Perjalanan lorong waktu telah usai. Aku kembali ke tempat dudukku dan mengemas kepingan perjalanan setengah hari itu sebagai mimpi malam yang indah. Nyatanya sebaliknya. Aku menganggap perjalanan lorong waktu itu nyata dan semua memori masa lalu yang sudah kukunci kembali terlepas. Mereka bebas menempati setiap lorong kosong dalam hati dan akal. Dan aku kembali teringat kepingan-kepingan cerita saat dulu. Cinta yang kupikir adalah bahagia yang akan menjadi milikku selamanya. Senyum yang tak akan pernah kau menagihnya untuk kukembalikan karena ternyata kau hanya meminjamkannya, bukan berbagi. Rayu dalam dusta yang membuatku mati, aku kehilangan jiwa saat itu. Dan jika kau tau yang sebenernya, itu kenapa aku menjadi bukan seperti manusia sekarang. Seonggok daging tanpa hati. Mati.

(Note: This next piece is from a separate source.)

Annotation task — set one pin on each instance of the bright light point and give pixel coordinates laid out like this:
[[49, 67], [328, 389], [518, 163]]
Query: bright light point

Perjalanan lorong waktu telah berlalu beberapa jam yang lalu. Semakin aku mengingat semuanya dengan jelas dan rindu. Merindu dalam kosong apa yang bisa kulakukan selain hanya menangis? Kebohongan si pemain cinta, psikopat. Dan jelas ini akan menjadi siksaan yang kembali menyapa. Jika sekadar berharap sebenarnya adalah sebuah dosa kenapa aku harus melakukan perjalanan lorong waktu. Seberapapun aku hanya ingin menyisihkan sedikit keyakinan justru kenyataan kembali berkata bukan. Lalu apa yang bisa kulakukan selain hanya meratap? Sungguh kuharap sesekali yang terasa seperti ini akan menjadi milikmu dan kau akan mengerti. Perjalanan lorong waktu hari kemarin juga palsu.

Perjalanan lorong waktu tak bisa aku simpan sebagai mimpi malam kemarin. Ini nyata. Aku memang merindukannya hanya nyatanya tak seharusnya. Jika yang seperti ini kembali hanya akan membunuh lagi seharusnya aku tidak melakukannya. Lembaran-lembaran cerita yang menyakitkan itu kini kembali dan apa yang harus kulakukan? Semakin aku baca dan aku semakin ingin menapaki masa lalu. Mencari tahu. Namun, bukankah itu hanya sebuah masa lalu dan meski aku kembali membunuh jiwaku aku tak akan mendapatkan yang kuinginkan bukan? Dan mengapa aku harus tergiur dengan perjalanan lorong waktu hari itu? Cinta si gadis lugu.